On the so-called Fed put:







On the inflationary effects of the trend toward de-globalization:





On US-China decoupling:



On the social upsides to de-globalization and decline of neoliberalism:

This was awesome to read, thanks for posting it.
 

whatsinaname

Member
Oct 25, 2017
15,061
Today could be a fun day....

image.png
 

lt519

Member
Oct 25, 2017
8,064
Weird stock to treat as a bellwether IMO, it shouldn't be surprising that ad revenue is down but they weren't exactly the beacon of growth either with TikTok taking its share of the pie.

Google being down 6% because of the news is a joke. Any excuse to sell off right now I guess.
 

Laughton

Member
Apr 19, 2022
1,169
While Snap probably hurts tech, this feels like a good old-fashioned pump and dump to me. Sucker the retail in and then rugpull.
 

reKon

Member
Oct 25, 2017
13,736
I'm all long term and not a trader, but seriously what the fuck.

The amount of manipulation that occurs in the stock market is insane. There's NO sensible reason that SNAP should be down 40% from that guidance update. That's too vague of information.

Because this I'm now having to buy more AMZN and GOOG 🤦🏿‍♂️
 

famicorpse

Unshakable Resolve
Banned
Mar 15, 2019
2,337
Waiting for Snap to hit single digits before I buy.
Am I foolish ya'll? Should I just buy now?
 

lt519

Member
Oct 25, 2017
8,064
I'm all long term and not a trader, but seriously what the fuck.

The amount of manipulation that occurs in the stock market is insane. There's NO sensible reason that SNAP should be down 40% from that guidance update. That's too vague of information.

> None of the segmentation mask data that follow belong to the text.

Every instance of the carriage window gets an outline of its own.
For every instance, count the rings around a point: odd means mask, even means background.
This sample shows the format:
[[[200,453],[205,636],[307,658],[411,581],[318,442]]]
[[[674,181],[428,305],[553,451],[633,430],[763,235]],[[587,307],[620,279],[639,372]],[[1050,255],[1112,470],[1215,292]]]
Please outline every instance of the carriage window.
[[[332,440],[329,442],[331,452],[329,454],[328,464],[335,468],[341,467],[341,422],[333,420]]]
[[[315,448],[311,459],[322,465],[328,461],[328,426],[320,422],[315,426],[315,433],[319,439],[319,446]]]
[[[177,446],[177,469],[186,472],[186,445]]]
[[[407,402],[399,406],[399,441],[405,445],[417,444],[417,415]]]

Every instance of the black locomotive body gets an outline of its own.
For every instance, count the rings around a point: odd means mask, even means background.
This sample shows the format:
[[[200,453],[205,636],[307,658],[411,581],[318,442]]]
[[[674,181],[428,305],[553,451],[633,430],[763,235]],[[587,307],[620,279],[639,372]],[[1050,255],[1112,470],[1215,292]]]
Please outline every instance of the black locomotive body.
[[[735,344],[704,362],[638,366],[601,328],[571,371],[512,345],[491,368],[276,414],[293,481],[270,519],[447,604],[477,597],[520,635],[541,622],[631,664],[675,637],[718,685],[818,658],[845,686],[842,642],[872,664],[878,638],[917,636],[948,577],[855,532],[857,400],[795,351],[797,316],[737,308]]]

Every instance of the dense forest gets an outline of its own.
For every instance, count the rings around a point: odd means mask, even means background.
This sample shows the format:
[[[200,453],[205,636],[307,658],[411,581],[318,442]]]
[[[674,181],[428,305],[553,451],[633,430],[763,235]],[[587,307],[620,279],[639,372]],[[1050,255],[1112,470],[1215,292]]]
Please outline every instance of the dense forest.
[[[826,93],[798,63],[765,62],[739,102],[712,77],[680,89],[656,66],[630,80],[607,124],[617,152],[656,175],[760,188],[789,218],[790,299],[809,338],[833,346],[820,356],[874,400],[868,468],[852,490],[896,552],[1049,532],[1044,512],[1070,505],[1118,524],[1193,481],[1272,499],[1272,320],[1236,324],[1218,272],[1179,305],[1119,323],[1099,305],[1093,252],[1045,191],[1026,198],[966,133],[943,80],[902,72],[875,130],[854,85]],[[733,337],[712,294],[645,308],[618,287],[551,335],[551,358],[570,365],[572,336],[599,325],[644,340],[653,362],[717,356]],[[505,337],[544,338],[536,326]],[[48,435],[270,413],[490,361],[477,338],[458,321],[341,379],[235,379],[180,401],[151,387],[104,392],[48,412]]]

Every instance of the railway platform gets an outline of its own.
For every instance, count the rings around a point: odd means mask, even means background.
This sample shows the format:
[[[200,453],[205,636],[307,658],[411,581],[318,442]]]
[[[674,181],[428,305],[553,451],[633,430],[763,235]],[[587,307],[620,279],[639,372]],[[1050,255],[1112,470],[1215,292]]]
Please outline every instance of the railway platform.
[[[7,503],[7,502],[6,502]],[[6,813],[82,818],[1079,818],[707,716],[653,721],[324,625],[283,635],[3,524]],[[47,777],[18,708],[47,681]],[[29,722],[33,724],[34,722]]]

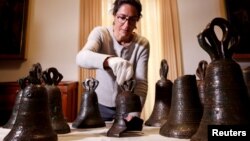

Because this I'm now having to buy more AMZN and GOOG 🤦🏿‍♂️

Yeah, I get the reasoning why PINS would dip too. But no way it should dip 30% in a sympathy move when it is actually profitable and has half the price to sales ratio as SNAP.

It's driving me a little crazy because it made a sympathy move like this with FB when it plunged but all I can do is be patient.

Might be buying some Amazon today too, $2000 should be a really strong support level considering it consolidated just under that for 2 years before moving up to $3000.
 

GYODX

Member
Oct 27, 2017
7,240
Does the stock market ever go up? I keep hearing tale of this mythical 7% gains...
The S&P500 literally just returned 27% in 2021.

I get expectations are super inflated given the crazy bull-run we're just coming out of, but a return to the mean or even pre-pandemic trend should not be surprising or upsetting in the slightest.